À la fin des années cinquante, Hergé traverse une grave crise personnelle. Il a rencontré une autre femme et a décidé de se séparer de son épouse. En proie à la culpabilité, il sombre dans une profonde dépression. À ce moment, il est hanté par des rêves de « blanc », un « blanc » qui l’étouffe et l’angoisse. Il entreprend une psychanalyse et son thérapeute lui recommande alors d’abandonner momentanément son activité. Mais Hergé ne renonce pas. Au contraire, il se jette à corps perdu dans le travail. De cette période naquit dans la douleur Tintin au Tibet, ce chef-d’œuvre qui lui permit de venir à bout de ses démons.
Hergé déclarait : « cet album est le reflet exact de cette crise morale : l’amitié, la fidélité, la pureté ». Le blanc de ses rêves il l’assimile à cette pureté inaccessible à laquelle il aspire. Celle-ci se matérialisera dans l’album par les monts enneigés de l’Himalaya, les monts qui apparaissent aussi comme l’obstacle à franchir. Il conçoit donc son récit comme une sorte de mise à l’épreuve.
Pour exorciser son mal, c’est son personnage que Hergé va confronter à un drame : informé de la venue de son ami Tchang, Tintin apprend que l’avion dans lequel il devait arriver s’est écrasé sur l’Himalaya. L’accident n’a laissé -semble-t-il- aucun survivant. Pourtant, une fois passé le désarroi, Tintin, sur la base d’un rêve, acquiert l’intime conviction que Tchang est vivant. Il décide, en dépit du bon sens de partir à sa recherche, guidé par cette certitude irrationnelle.
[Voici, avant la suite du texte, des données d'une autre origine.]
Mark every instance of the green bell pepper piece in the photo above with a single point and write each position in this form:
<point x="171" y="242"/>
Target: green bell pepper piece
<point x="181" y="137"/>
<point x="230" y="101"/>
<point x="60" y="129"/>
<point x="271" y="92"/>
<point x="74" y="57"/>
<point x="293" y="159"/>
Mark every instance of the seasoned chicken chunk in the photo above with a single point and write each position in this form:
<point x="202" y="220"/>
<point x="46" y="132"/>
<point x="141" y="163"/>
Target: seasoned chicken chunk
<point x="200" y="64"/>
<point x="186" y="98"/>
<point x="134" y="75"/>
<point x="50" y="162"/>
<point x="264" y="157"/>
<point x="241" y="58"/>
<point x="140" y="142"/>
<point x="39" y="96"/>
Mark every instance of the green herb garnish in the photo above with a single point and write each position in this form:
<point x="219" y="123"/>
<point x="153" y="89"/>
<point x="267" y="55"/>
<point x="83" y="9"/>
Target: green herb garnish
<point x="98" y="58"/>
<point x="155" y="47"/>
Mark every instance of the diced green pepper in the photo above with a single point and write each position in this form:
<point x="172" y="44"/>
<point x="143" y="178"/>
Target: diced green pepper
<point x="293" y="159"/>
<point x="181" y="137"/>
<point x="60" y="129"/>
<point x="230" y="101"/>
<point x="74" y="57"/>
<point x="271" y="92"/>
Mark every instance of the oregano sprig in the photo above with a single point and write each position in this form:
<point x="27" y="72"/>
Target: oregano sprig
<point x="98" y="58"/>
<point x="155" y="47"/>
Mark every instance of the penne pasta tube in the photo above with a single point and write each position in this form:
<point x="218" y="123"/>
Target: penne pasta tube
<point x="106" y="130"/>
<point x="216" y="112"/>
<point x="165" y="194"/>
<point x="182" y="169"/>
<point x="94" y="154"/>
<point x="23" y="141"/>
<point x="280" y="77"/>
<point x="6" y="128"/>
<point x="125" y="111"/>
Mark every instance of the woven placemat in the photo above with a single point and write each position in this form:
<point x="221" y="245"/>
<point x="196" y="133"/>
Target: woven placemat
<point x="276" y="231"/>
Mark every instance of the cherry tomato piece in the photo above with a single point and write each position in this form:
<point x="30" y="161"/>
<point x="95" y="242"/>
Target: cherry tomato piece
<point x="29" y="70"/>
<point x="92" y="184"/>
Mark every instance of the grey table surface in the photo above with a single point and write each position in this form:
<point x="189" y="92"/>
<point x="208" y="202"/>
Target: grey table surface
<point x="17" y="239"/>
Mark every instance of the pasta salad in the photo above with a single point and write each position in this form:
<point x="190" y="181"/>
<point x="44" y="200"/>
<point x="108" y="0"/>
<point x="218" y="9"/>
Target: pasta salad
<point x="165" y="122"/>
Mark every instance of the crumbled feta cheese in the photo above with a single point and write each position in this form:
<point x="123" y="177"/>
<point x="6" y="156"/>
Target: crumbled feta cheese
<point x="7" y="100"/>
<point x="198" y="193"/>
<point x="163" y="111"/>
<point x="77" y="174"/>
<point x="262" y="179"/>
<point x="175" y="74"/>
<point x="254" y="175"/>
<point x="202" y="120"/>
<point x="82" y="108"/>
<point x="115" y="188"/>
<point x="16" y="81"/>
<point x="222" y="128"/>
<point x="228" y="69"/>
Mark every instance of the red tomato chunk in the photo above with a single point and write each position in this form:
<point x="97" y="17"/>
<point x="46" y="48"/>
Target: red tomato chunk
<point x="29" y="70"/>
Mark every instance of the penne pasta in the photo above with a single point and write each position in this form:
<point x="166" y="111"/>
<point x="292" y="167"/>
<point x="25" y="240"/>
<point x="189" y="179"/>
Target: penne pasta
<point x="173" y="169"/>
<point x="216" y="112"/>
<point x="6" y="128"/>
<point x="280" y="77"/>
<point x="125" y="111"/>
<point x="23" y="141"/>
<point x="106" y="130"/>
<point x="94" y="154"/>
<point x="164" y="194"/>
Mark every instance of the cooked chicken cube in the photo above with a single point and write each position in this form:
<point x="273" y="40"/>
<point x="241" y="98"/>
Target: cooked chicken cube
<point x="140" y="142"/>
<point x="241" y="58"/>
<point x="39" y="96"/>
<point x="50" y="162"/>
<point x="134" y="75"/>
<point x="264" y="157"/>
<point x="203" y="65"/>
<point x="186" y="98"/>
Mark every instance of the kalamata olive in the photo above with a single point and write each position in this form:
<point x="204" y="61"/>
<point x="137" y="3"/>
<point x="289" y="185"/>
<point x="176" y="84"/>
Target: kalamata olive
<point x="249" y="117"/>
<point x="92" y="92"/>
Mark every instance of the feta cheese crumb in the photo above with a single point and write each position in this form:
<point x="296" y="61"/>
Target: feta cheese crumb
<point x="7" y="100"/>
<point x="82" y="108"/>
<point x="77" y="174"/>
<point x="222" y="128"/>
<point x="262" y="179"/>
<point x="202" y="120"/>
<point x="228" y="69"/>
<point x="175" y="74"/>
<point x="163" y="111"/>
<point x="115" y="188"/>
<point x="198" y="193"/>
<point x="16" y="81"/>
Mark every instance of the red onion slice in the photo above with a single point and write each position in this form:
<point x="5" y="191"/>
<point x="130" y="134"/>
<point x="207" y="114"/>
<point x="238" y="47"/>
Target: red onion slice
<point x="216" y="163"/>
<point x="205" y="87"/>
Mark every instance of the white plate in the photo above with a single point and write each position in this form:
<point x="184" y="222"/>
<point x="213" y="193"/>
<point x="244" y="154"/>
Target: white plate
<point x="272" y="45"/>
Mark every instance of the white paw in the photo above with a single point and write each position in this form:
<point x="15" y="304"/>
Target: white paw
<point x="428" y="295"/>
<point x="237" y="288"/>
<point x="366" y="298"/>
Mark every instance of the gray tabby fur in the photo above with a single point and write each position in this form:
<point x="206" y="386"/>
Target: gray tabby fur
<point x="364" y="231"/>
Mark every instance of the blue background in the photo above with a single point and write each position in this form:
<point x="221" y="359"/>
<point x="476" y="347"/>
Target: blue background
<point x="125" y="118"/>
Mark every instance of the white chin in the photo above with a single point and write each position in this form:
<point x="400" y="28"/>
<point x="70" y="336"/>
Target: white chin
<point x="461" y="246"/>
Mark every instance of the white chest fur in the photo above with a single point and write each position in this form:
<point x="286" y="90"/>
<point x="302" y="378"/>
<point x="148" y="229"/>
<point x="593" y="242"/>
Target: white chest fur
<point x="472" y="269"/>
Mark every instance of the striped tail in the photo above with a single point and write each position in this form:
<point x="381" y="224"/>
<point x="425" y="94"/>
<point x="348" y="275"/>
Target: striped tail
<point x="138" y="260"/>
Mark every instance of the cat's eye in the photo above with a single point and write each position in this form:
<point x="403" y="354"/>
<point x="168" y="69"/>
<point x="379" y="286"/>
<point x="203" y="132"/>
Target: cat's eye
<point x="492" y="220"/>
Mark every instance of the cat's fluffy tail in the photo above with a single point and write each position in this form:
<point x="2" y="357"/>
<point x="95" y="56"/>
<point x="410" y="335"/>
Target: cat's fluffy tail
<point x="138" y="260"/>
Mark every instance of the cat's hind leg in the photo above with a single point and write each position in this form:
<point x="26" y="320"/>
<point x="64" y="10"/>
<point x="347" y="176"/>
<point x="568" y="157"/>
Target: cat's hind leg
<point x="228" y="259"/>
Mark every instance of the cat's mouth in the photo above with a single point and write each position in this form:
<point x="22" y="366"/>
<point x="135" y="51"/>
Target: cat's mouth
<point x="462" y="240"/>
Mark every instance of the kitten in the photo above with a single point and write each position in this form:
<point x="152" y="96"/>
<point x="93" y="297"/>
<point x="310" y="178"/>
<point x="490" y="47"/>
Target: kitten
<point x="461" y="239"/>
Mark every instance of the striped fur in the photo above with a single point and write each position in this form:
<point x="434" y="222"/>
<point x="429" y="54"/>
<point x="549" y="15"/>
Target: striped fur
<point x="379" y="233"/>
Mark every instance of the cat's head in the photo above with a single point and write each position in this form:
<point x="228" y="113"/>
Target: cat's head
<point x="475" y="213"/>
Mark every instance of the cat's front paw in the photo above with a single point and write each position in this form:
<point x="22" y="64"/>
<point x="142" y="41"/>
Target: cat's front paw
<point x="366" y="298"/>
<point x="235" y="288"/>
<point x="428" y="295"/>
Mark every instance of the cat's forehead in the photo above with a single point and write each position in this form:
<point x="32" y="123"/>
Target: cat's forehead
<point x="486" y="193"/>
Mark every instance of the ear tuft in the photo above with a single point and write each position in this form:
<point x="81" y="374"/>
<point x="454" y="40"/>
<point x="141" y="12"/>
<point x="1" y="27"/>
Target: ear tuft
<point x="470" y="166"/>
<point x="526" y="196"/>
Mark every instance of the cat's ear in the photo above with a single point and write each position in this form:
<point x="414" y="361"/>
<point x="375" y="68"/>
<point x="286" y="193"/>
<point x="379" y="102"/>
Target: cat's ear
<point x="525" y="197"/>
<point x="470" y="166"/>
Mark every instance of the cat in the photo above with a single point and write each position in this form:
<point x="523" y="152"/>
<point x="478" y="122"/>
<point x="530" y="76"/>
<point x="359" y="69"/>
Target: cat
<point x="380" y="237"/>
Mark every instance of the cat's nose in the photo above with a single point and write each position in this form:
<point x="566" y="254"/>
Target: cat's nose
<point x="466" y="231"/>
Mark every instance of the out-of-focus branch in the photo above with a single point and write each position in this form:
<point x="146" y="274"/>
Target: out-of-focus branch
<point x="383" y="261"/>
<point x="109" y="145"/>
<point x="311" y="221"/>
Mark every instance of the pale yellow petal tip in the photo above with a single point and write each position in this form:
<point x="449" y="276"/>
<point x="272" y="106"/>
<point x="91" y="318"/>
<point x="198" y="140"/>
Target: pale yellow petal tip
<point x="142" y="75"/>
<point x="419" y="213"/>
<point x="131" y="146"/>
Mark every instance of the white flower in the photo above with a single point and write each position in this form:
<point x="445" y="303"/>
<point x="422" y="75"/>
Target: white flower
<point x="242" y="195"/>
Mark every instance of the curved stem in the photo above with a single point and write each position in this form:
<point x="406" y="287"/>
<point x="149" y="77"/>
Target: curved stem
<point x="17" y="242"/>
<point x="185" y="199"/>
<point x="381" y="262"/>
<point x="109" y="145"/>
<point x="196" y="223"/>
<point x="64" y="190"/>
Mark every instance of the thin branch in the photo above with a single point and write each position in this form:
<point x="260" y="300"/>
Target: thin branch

Le récit prend l’accent, selon les mots d’Hergé, d’un « chant dédié à l’amitié ». C’est celle de Tintin pour Tchang, mais aussi celle du capitaine pour Tintin qui, alors que les motivations de son ami demeurent à ses yeux incompréhensibles, lui reste toujours fidèle. Réintroduire le personnage de Tchang c’est encore, par-delà la fiction, rappeler le jeune chinois qui, en 1934 à Bruxelles, initia Hergé au monde extrême-oriental, mais qu’il a depuis lors perdu de vue. Cette aventure est enfin l’occasion pour Hergé de faire part de l’intérêt qu’il porte aux rêves prémonitoires, aux manifestations du destin, ou encore aux phénomènes de lévitation observés au Tibet. La conclusion de l’intrigue conforte le mythe de « l’homme des neiges », tandis qu'il en démystifie la dimension « abominable », celui-ci nous délivrant même une remarquable leçon d’humanité.
L’album est également un modèle de maîtrise narrative, offrant un récit d’une grande limpidité. La première page, par exemple, contient en elle les clés de l’album : Tintin en villégiature dans les Alpes revient de randonnée et vante les mérites de la montagne au capitaine. Ce dernier explique dans sa manière inimitable à quel point il trouve absurde d’escalader des sommets pour devoir les redescendre (« les montagnes, pour moi, on peut les supprimer »). Il en souligne également les dangers en pointant un fait-divers lu dans le journal. Or, à travers cet argument (un avion qui s'est écrasé), il tient là, sans le savoir, la justification de ce qui le poussera soixante page durant, à contredire ses déclarations. En quelques cases, Hergé expose une situation où se caractérise la psychologie de ses personnages tandis que, irrémédiablement, le récit se met en marche.
Cette superbe réédition, en tout point conforme à l’originale, est donc l’occasion rêvée de redécouvrir cet album remarquable.